A absolvição do senador Renan Calheiros, a despeito das evidências cristalinas de que suas relações financeiras com um lobista eram inexplicáveis, é um acinte, um desrespeito à inteligência da população, uma bofetada no rosto da nação que, ingenuamente, acreditou que seus representantes na Câmara Alta honrariam o mandato popular pondo fim a um dos episódios mais deprimentes de nossa história política ao longo de 185 anos de independência. Os 40 senadores que absolveram Renan Calheiros e os 6 que se refugiaram na pusilanimidade da abstenção voltaram as costas ao robusto relatório no Conselho de Ética e à decisão da maioria absoluta de seus membros que recomendaram a cassação do mandato do senador acusado. Agora, seus apoiadores públicos e discretos estão claramente aliviados. Oligarcas como José Sarney e sua filha Roseana (aquela do caso Lunus, também nunca explicado de maneira convincente) viram sua sobrevida política assegurada enquanto antigas esperanças de renovação na política brasileira, como Aloízio Mercadante, desnudaram suas verdadeiras crenças e valores; outros simplesmente confirmaram o prognóstico, como dizem os turfistas. Uma vergonha.

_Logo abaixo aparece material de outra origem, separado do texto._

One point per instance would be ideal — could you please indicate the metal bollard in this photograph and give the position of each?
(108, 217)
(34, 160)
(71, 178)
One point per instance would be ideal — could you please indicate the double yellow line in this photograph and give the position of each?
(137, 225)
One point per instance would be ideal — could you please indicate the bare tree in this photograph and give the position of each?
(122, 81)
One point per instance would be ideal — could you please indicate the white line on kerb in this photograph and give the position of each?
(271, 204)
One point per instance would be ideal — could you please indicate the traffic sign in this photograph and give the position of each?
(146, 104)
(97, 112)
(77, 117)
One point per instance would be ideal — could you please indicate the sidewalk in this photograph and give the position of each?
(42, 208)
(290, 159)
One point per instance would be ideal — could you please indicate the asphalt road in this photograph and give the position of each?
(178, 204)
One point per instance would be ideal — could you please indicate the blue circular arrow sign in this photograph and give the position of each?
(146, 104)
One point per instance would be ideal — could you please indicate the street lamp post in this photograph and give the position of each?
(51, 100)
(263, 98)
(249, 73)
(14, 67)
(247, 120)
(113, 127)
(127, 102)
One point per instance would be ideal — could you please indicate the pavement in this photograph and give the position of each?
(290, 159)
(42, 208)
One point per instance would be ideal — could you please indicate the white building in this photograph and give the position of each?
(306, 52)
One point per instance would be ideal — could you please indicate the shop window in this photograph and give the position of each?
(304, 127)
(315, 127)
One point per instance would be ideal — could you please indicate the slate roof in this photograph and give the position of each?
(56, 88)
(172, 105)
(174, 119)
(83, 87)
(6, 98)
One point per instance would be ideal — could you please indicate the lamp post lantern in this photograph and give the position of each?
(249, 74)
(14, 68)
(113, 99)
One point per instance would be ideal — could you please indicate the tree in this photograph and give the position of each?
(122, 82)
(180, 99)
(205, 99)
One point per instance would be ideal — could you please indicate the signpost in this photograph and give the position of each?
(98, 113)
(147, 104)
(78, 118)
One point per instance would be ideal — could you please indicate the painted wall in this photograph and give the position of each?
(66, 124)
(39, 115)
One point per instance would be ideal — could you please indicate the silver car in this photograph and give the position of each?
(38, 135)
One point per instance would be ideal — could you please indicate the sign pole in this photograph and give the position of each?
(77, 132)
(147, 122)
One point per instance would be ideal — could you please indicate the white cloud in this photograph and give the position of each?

Era impossível enganar-se: em quatro meses, Renan Calheiros produziu sucessivas e contraditórias versões para os mesmos fatos, as quais foram se alterando e ajustando à medida que as anteriores eram demolidas por novos testemunhos, documentos e revelações da imprensa. Quando apegou-se à versão de que seus rendimentos declarados eram complementados por vendas de gado, as inconsistências eram tão grandes que a "explicação" não poderia ser levada a sério. Os documentos que supostamente confirmavam as tais vendas não resistiram ao primeiro sopro da investigação técnica de peritos criminais, ruindo como um castelo de cartas.
Apesar de tudo isso, 46 senadores não acreditaram que algo de podre tivesse acontecido no reino brasiliense. Curiosamente, mesmo pessoas altamente versadas em investigações criminais, como o senador Romeu Tuma, deixaram-se conduzir infantilmente para caminhos e raciocínios tortuosos durante o processo. Em vez de tentar comprovar que a versão de Calheiros de que era dele o dinheiro fornecido ao lobista e repassado à amante , o que seria facílimo, bastando exigir os extratos bancários em que as saídas estivessem registradas, o Senado preferiu concentrar-se numa confusa tentativa de provar que Calheiros tinha recursos para fazê-lo. Ora, qualquer criança sabe que entre alguém ter feito alguma coisa e ter a capacidade de fazê-lo existe uma distância infinita. E assim, de mistificação em mistificação, Renan Calheiros chegou à absolvição não se pejando de valer-se da cátedra de presidente da mais alta Casa do Parlamento para imiscuir-se na apuração do ocorrido, recorrendo a todos os artifícios e artimanhas processuais possíveis para dificultar a investigação, embaralhar fatos e versões e evitar que a verdade viesse à luz.
Mas a população não vai deixar isso assim. Renan Calheiros pode ter se livrado da perda de seu mandato graças ao espírito corporativista da maioria de seus pares, mas nunca se livrará da memória coletiva dos brasileiros, que lhe imporá um estigma que nunca poderá esconder. Os senadores que o absolveram, preferindo desconhecer a robustez das evidências, a contundência do relatório e o resultado da votação no Conselho de Ética, nunca se livrarão da convicção geral de que prestaram um enorme desserviço à democracia ao deixar claro que o parlamento é incapaz de extirpar seus próprios tumores. Para manter uma velha tradição de impunidade, que os brasileiros pensavam estar com seus dias contados após o histórico voto do Supremo Tribunal Federal no caso dos mensaleiros, os senadores que absolveram Renan Calheiros demonstraram que a população não pode confiar na ação autodepurativa do parlamento. Os milhões de indivíduos que, lutando com enormes dificuldades para levar sua vidinha ordeira, mourejando de sol a sol para manter e educar suas famílias e tendo de resignar-se à insuficiência e à má qualidade dos serviços públicos, não mereciam assistir a essa convalidação do deboche e da desfaçatez, de desrespeito com seu dinheiro e de agressão à sua inteligência.
Mas uma pergunta martela o espírito de muita gente, inclusive o meu: de onde vem tanto prestígio do senador Renan Calheiros? Será que ele sabe alguma coisa que nós, pobres mortais, não sabemos?
Belmiro Valverde Jobim Castor é professor do doutorado em Administração da PUCPR.